Out there, on the ATP World Tour circuit, it is a tremendous struggle for most of the professional Tennis players. Despite the fact of having great ambitions once they put their foot for the first time on a tennis court, only a few can eventually brag about their achievements. Roger Federer is a unique character having an astonishing career behind him. His results over the last 15 years are one of a kind with those 17 Grand Slam singles titles weighing so much. But, none of this or at leat a significant part would`ve not been possible without a tremendous sense of discipline while playing and a unique fitness level.

Ageing process has no discriminatory aspect

Once a professional tennis player reached the 30 years of age milestone things are getting a bit complicated.
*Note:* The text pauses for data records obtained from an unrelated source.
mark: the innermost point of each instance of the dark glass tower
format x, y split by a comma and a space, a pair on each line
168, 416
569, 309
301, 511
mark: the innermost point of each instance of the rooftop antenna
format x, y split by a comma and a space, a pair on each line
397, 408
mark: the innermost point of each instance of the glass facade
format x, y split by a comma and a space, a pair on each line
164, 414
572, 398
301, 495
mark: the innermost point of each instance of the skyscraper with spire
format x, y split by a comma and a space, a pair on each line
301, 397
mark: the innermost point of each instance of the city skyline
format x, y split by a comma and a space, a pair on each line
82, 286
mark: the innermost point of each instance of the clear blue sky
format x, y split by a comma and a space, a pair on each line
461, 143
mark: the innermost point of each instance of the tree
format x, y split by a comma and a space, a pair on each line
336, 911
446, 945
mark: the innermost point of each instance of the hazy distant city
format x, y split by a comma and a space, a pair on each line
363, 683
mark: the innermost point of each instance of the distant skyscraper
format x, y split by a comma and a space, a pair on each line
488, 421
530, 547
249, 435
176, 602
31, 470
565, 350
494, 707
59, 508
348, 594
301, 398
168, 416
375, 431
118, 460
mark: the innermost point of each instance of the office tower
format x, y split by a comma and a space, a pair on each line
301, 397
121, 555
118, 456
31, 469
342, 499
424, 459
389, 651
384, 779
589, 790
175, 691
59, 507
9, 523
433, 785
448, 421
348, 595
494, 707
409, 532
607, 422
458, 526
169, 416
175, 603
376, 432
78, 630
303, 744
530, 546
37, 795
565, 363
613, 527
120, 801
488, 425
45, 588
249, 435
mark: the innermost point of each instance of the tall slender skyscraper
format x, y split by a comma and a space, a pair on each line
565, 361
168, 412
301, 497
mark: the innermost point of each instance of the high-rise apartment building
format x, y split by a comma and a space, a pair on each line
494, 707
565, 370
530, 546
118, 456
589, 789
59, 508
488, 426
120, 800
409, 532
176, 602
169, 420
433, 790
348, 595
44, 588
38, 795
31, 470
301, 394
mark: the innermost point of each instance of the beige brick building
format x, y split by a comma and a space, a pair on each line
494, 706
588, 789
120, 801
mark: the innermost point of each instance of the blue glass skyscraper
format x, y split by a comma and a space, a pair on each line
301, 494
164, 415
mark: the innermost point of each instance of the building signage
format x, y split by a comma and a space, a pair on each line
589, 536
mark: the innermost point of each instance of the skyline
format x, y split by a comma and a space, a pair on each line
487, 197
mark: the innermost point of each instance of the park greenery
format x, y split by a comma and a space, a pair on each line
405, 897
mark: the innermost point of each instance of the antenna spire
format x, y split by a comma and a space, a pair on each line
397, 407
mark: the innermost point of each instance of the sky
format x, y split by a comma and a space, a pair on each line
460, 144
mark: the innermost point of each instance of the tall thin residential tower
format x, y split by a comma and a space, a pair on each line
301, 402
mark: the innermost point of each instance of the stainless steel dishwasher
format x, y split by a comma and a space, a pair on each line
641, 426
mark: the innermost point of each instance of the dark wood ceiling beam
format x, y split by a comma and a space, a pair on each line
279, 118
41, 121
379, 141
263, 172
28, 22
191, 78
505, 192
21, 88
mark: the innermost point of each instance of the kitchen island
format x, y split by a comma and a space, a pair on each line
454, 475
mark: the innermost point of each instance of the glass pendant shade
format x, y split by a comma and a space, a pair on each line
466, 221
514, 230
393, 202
Besides, the physical and mental frazzle are also becoming parts of the equation having a great impact when it comes achievements. In 2016, due to an apparently minor incident, Federer saw his whole plan for 2016 messed up. Despite a resurrection in Wimbledon, Roger saw his plans going down to the tubes.

The consequences of this outcome are that the Swiss finished outside the top 10 ATP for the first time since 2002. Moreover, after so many years, Roger Federer failed to win at least an ATP title during a season.
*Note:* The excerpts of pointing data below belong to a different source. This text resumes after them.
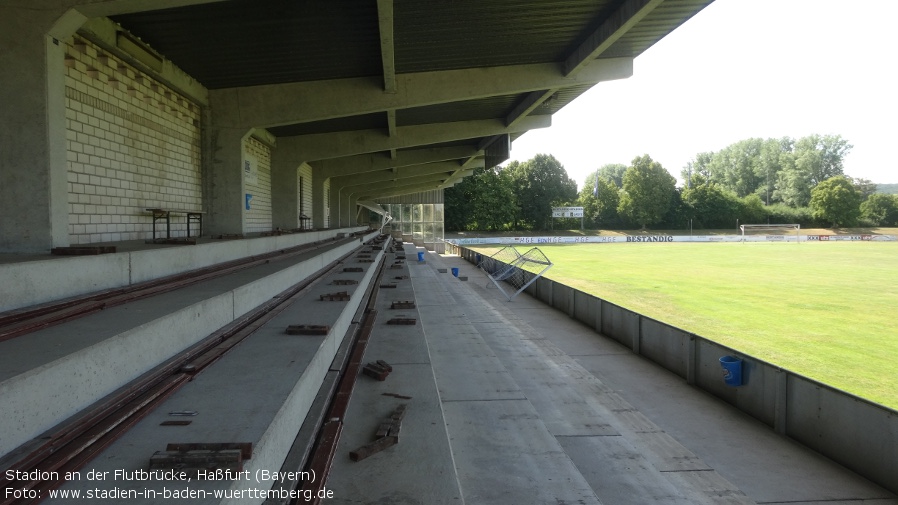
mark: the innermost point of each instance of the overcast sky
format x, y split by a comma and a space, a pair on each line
742, 69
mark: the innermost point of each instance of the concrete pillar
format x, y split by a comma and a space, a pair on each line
33, 165
337, 218
348, 209
225, 191
284, 192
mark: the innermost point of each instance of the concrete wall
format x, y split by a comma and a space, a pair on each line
859, 434
257, 182
132, 144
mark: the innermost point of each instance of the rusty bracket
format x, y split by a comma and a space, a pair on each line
192, 458
387, 435
308, 329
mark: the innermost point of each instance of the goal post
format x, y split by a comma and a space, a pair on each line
771, 227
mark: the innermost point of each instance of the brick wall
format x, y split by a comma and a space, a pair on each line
133, 144
257, 182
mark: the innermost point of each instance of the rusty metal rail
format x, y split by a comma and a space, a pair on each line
21, 322
73, 445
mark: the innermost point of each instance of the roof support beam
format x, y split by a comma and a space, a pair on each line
336, 145
431, 180
404, 190
290, 103
98, 8
528, 105
385, 22
617, 24
363, 163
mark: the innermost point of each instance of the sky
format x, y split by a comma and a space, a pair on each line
741, 69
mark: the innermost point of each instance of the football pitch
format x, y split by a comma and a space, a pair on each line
828, 311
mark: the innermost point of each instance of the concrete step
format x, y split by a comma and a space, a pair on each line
258, 394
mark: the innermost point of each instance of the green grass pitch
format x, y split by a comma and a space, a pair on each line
828, 311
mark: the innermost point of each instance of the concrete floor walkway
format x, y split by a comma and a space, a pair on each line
515, 403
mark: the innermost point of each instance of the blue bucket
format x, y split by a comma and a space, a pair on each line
732, 370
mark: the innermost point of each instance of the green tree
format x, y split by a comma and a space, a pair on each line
647, 192
836, 200
882, 209
483, 201
457, 212
493, 204
697, 172
539, 184
614, 172
865, 187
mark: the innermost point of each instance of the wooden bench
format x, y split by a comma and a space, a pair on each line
193, 216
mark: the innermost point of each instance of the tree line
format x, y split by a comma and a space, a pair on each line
776, 181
While some people think that his career is dust and gone, his huge herd of vivid fans are still eager to see him playing the way he used to, or at least somewhere closer to that standard.

Back in the summer, he spoiled his fans with a tremendous comeback against Marin Cilic in Wimbledon quarterfinals. For so many people, it was a lively display of vintage Federer.
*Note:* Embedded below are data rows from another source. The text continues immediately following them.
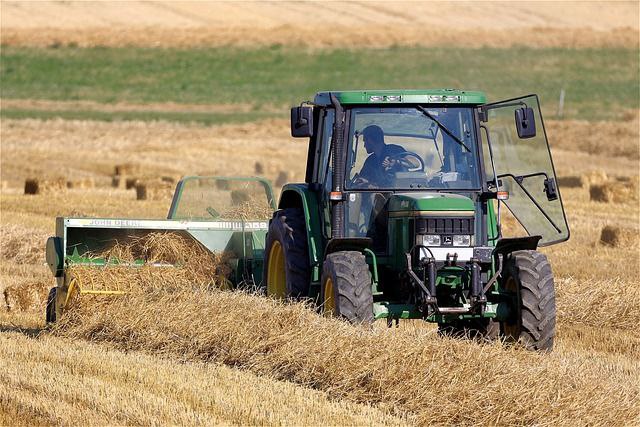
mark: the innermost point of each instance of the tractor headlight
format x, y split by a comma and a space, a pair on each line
461, 240
429, 240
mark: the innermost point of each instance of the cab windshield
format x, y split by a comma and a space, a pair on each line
404, 148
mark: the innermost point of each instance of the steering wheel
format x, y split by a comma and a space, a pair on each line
408, 165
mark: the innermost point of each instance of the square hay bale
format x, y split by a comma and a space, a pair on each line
595, 177
282, 179
615, 236
127, 169
153, 190
26, 296
571, 181
84, 183
131, 183
44, 186
615, 191
119, 181
259, 168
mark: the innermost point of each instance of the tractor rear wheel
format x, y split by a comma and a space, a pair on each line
51, 305
346, 287
528, 275
286, 269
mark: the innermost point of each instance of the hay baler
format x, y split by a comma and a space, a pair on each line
223, 214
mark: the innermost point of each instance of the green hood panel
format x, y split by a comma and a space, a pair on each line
411, 202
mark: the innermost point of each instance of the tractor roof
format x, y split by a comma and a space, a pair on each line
404, 96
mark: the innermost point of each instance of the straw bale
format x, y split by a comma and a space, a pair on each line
44, 186
615, 191
571, 181
131, 183
595, 177
119, 181
282, 179
127, 169
171, 179
84, 183
21, 244
616, 236
26, 296
153, 190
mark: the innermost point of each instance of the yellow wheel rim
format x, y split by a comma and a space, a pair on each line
329, 300
276, 273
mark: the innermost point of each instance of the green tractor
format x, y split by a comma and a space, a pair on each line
399, 215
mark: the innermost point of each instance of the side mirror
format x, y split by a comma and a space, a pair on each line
302, 121
525, 122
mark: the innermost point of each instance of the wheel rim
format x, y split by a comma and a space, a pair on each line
513, 329
276, 275
329, 300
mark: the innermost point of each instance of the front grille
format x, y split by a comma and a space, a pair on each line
445, 225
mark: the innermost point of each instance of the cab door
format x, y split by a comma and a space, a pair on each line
520, 164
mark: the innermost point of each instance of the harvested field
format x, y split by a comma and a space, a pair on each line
294, 344
564, 24
151, 343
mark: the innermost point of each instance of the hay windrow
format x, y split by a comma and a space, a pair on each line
291, 342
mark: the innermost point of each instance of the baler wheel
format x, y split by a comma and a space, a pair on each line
51, 305
287, 271
346, 287
528, 275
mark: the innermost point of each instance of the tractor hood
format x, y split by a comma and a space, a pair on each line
410, 204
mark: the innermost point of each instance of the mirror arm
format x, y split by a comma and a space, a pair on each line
495, 177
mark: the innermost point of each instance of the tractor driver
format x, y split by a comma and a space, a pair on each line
383, 160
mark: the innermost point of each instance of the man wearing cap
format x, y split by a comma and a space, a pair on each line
383, 159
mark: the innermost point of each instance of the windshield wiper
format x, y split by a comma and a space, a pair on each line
518, 180
443, 127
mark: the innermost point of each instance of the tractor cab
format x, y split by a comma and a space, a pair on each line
403, 196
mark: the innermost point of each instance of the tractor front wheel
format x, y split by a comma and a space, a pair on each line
346, 287
528, 277
286, 270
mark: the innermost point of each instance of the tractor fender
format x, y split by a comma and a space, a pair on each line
300, 196
507, 245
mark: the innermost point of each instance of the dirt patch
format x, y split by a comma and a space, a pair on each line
356, 36
366, 24
122, 107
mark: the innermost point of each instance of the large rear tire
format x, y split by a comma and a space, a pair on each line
346, 287
286, 270
528, 275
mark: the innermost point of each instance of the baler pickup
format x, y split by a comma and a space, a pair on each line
222, 215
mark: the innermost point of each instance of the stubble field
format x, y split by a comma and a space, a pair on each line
233, 358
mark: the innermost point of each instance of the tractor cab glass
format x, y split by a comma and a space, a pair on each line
413, 148
393, 149
520, 154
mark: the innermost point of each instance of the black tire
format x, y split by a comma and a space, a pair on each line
288, 229
528, 274
350, 295
481, 329
51, 305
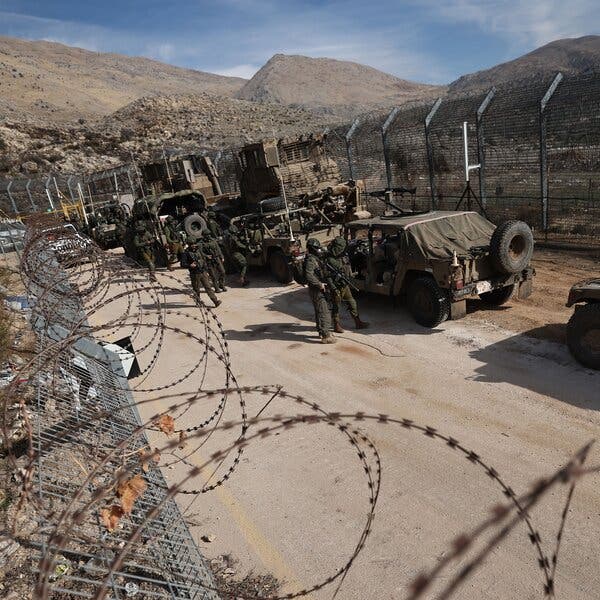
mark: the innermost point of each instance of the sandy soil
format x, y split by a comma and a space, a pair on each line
297, 502
544, 314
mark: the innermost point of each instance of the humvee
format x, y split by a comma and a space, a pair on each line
583, 328
439, 259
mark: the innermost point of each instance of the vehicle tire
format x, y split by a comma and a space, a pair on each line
194, 225
272, 204
280, 267
427, 302
499, 296
511, 247
583, 335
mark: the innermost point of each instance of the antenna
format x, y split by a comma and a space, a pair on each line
469, 194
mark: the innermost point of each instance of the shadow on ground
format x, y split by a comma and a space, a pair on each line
530, 361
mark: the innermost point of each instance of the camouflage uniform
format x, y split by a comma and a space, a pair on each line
144, 241
316, 279
340, 290
213, 225
216, 262
196, 262
173, 240
239, 249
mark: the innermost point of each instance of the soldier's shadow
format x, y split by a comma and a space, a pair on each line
289, 332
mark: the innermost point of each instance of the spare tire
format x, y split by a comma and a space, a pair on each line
194, 225
511, 247
272, 204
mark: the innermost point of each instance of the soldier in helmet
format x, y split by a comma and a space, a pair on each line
216, 262
317, 279
239, 249
174, 244
195, 260
213, 224
144, 241
339, 270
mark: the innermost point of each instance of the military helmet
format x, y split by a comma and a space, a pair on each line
338, 246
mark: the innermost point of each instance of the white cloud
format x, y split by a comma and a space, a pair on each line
528, 23
244, 71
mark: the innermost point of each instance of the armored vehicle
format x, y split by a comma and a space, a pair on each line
583, 329
439, 259
277, 238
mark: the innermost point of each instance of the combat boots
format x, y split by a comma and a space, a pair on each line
360, 324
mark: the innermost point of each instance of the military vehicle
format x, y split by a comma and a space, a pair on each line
583, 328
108, 225
439, 259
277, 238
184, 206
279, 225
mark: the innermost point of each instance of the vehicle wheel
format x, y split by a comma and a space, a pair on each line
194, 225
427, 302
511, 247
498, 297
583, 335
280, 267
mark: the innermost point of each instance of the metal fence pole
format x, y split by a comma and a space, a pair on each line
10, 197
543, 150
481, 144
349, 135
386, 153
48, 193
430, 164
27, 185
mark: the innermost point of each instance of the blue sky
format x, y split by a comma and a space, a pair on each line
432, 41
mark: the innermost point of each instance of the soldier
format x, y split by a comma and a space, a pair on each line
339, 270
239, 248
216, 262
213, 225
144, 241
195, 260
316, 278
174, 245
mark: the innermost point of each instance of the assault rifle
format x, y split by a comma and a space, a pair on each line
340, 275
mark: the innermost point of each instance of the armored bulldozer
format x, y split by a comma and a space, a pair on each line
583, 328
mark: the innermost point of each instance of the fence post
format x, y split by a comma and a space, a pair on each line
49, 194
386, 154
481, 144
10, 197
29, 194
428, 120
349, 146
543, 150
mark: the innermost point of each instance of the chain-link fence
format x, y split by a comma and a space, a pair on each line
537, 143
83, 412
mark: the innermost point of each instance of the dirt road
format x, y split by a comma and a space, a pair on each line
298, 501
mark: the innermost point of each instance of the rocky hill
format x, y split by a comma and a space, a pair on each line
189, 122
64, 84
570, 56
329, 86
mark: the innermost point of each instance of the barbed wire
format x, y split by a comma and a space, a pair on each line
104, 473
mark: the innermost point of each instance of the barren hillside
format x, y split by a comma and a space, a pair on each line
570, 56
330, 86
49, 80
189, 122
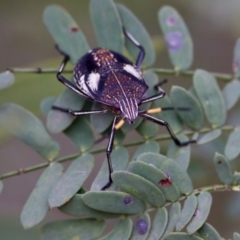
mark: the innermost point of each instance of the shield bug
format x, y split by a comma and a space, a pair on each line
107, 77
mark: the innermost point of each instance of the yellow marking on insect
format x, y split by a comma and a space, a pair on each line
154, 110
119, 124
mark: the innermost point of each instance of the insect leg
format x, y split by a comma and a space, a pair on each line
108, 153
63, 80
165, 124
141, 54
78, 113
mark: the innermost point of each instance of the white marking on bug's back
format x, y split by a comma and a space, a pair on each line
93, 81
81, 83
133, 71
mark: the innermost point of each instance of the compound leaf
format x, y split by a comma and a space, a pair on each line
147, 146
6, 79
113, 202
76, 207
138, 31
57, 121
171, 117
181, 98
28, 128
121, 231
210, 96
159, 224
173, 216
157, 177
223, 169
65, 32
141, 228
171, 168
46, 105
107, 25
71, 181
231, 93
181, 155
208, 137
119, 159
187, 212
81, 134
138, 187
208, 232
232, 148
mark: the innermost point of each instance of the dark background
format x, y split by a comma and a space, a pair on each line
24, 42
Federer is not ready to quit

Given his age, a retirement announcement would seem natural, but Federer is not done yet as he is preparing for a comeback in early January.

The Hopman Cup will be the place where he will play for the first time an official match since Wimbledon. An event with no impact on the ATP circuit, this event is a great opportunity for a warm-up prior to the Australian Open. The 29th edition of the Hopman Cup will mark the first appearance of Federer here since 2002. This event has the upper hand of not being an ATP event, so the pressure and the harassment of the ranking points math will not be applied.

Ranked as world no. 16, Roger Federer will now step into a long time forgotten territory, but perhaps ranking is no more part of the goal.